Dessa vez parece que sua voz chamou a atenção de alguém, um homem que acabara de entrar na padaria foi até ele. Tirou seu chapéu e o cumprimentou, viviam no mesmo bairro e se conheciam a muito tempo, havia certa amizade.

- Alfredo, você de novo reclamando do governo. – falava o homem, enquanto se sentava numa das cadeiras. – Posso saber afinal em quem você votou nas últimas eleições, hein?



- Ora, Luiz, isso não importa...

- Importa sim! Vamos, diga. Em quem você votou?

- Foi no... no... - Alguns instantes de silêncio. – José Benedito, o homem do povo.

- E quantos candidatos além desse você pesquisou?


- Bem... Alguns. – Alfredo agora respondia timidamente.

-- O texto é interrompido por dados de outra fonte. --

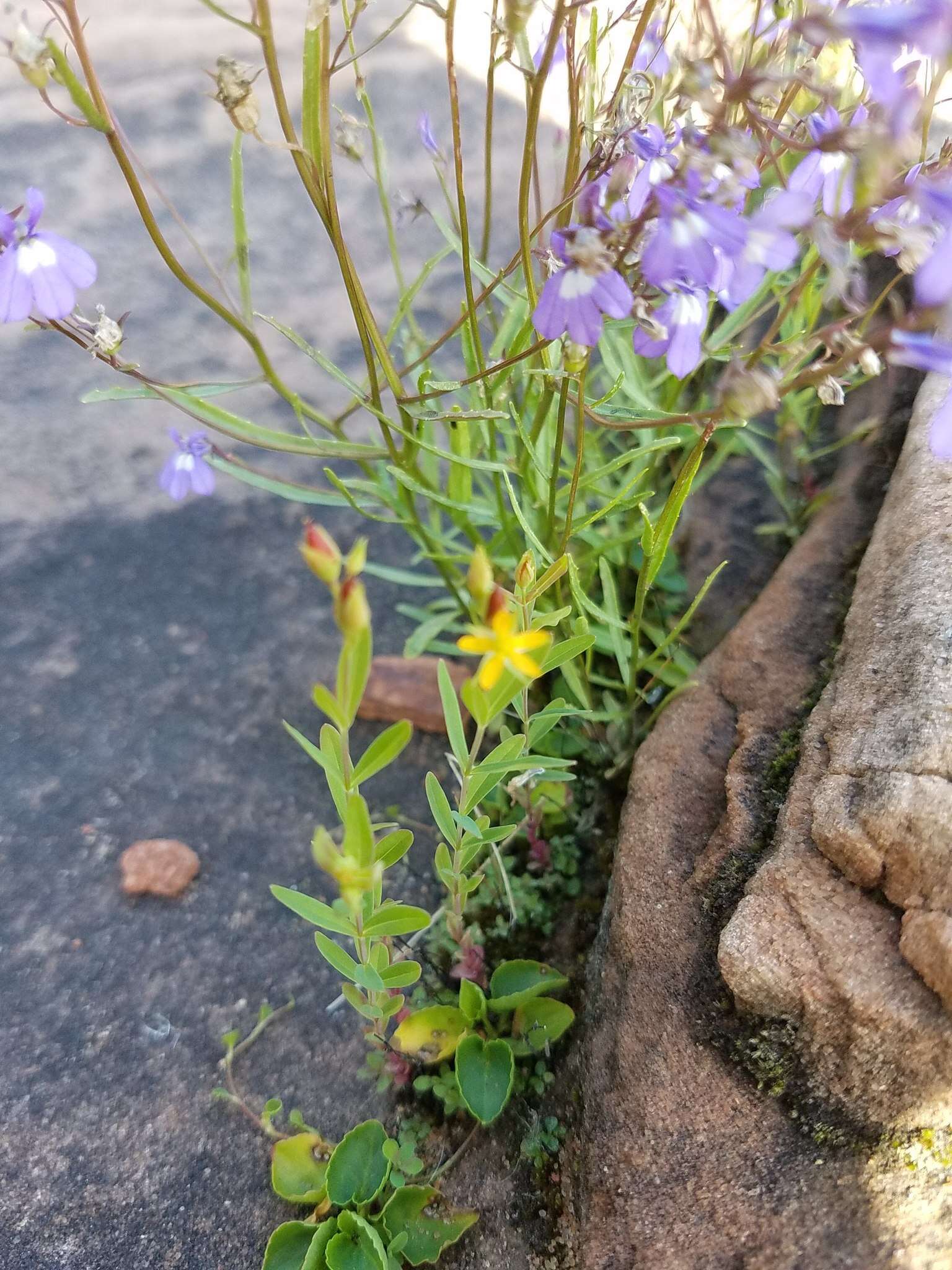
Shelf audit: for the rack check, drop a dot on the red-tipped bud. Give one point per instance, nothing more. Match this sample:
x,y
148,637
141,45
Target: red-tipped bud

- Esta vendo! Todos reclamam, mas na hora de votar são poucos aqueles que procuram saber sobre o candidato e analisam todas as propostas. – A voz de Luiz começava a ganhar força. - Não sei se sabe, mas o tal José em que votou, foi demitido ontem por excessivas faltas ao serviço. O tal “homem do povo” que você elegeu estava era vivendo as custas do povo, isso sim. Se você não quer nem se dar ao trabalho de assistir ao horário político, folheie alguns jornais ou acesse sites de partido na internet, e se não achar nenhum candidato bom, escolha o menos pior ouviu? O MENOS PIOR!

A sensação era que aquele delicioso pão de café da manhã havia murchado. Enquanto Luiz respirava profundamente tentando recuperar o ar que gastou em seu discurso ninguém ousou dizer sequer uma palavra. Sem se despedir ele se virou pronto para sair quando o amigo tocou seu ombro.

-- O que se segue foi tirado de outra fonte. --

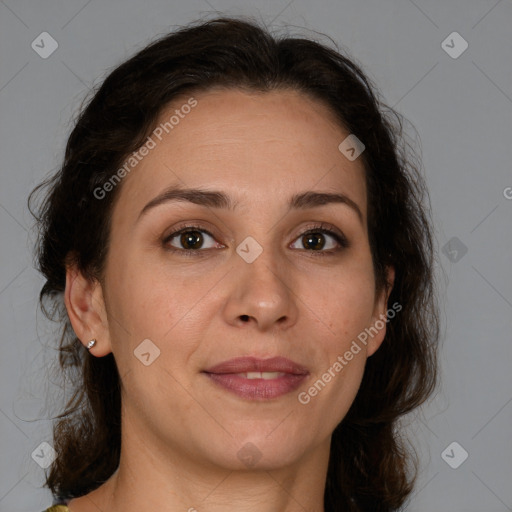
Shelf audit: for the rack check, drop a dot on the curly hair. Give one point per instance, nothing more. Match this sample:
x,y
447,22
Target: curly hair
x,y
371,468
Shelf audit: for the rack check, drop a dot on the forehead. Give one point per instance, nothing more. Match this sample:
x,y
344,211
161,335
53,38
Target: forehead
x,y
252,145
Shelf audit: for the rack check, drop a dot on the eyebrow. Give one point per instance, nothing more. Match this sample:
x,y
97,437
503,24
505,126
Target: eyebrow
x,y
217,199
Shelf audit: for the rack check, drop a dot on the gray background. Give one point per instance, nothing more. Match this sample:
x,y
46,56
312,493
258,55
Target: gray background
x,y
462,110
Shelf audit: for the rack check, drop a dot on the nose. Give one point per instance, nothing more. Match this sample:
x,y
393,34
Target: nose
x,y
261,293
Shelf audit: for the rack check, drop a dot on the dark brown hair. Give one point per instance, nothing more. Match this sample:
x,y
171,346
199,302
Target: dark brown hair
x,y
369,467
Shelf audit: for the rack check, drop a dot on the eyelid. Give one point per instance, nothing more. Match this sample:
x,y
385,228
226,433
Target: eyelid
x,y
321,227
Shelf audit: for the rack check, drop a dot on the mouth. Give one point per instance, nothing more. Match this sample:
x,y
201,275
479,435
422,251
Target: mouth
x,y
258,379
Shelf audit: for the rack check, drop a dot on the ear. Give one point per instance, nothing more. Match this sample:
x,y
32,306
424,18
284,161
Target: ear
x,y
377,328
86,310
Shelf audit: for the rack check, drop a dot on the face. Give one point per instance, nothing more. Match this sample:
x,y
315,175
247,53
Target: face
x,y
263,278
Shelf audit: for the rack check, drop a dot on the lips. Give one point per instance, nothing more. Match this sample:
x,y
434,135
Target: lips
x,y
254,364
258,379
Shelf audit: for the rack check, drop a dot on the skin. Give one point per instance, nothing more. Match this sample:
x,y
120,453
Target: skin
x,y
181,432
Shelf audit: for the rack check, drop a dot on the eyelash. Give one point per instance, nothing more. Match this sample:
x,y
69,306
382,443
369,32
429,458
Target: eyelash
x,y
318,228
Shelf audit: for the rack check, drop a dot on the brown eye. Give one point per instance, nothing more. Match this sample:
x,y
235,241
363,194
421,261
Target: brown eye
x,y
313,241
188,240
191,239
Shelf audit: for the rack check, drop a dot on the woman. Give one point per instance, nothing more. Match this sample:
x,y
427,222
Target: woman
x,y
238,246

- Mas, calma ai Luiz, você votou no mesmo cara que eu lembra? Fomos juntos no dia da eleição.

Desolado Luiz caiu em cima de Alfredo, e entre  os soluços de decepção ele expressava:

- Eu sei Alfredo... Eu sei... Eu só queria o menos pior... O menos pior...

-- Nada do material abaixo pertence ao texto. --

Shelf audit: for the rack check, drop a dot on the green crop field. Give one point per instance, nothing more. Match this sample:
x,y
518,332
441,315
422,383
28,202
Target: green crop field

segunda-feira, 13 de agosto de 2012

O Compositor.


“Então é assim que funciona...”, pensou o garoto sentado na escrivaninha do quarto. Pensou por mais alguns instantes, antes de pegar a caneta e começar a escrever. De sua cabeça saiam palavras, parônimas, homônimas, homófonas e homologas, e, se tudo isso não bastasse, ele ainda seria capaz de soprar qualquer outra combinação de letras e formar um novo vocábulo.

A cada dia que passava o garoto descobria novas palavras e aprimorava o seu conhecimento, através das lentes via antônimos e sinônimos por todo o lado. Se questionado sobre outros idiomas soltava palavras em inglês, japonês, italiano, latim e mandarim.  E conforme o turbilhão de palavras girava em sua mente (E também fazia sua mente girar), sua mão comandava um exército de lápis, borrachas e canetas.

Passou-se meses e ele agora tinha completo controle das rimas, ficou maravilhado com a sonoridade que elas causavam conforme eram entonadas pelos poetas. Ouvi-las, declamadas ou cantadas, para o jovem, era como degustar aquela sua sobremesa favorita antes de ter que jantar.

O menino já havia se tornado homem quando resolveu compor. Sentava todas as noites de frente para o seu teclado e, com o violão na mão, criava poesias tão belas quando Vinicius de Moraes. Em suas músicas contava histórias tão boas quanto as epopeias de Homero e  lançava criticas tão pertinentes que, aqueles poucos que ouviam, tinham certeza que Renato Russo havia sussurrado aquelas palavras ao ouvido do homem.

Infelizmente, nada disso fora suficiente para o sucesso como músico. As infinitas palavras aprendidas, as rimas elaboradas e as notas trabalhadas de nada valiam para competir com as atuais canções monossilábicas tocada nas rádios. Porém, foi num dia improdutivo, em que suas composições tinham por si só não mais que três notas e rimas curtas e fora de harmonia, que o senhor sentiu que tinha alcançado a fama.

“Nasce agora, o mais novo hit de verão.”, foi o que o homem, agora velho, pensou quando deixou seu CD na recepção da gravadora.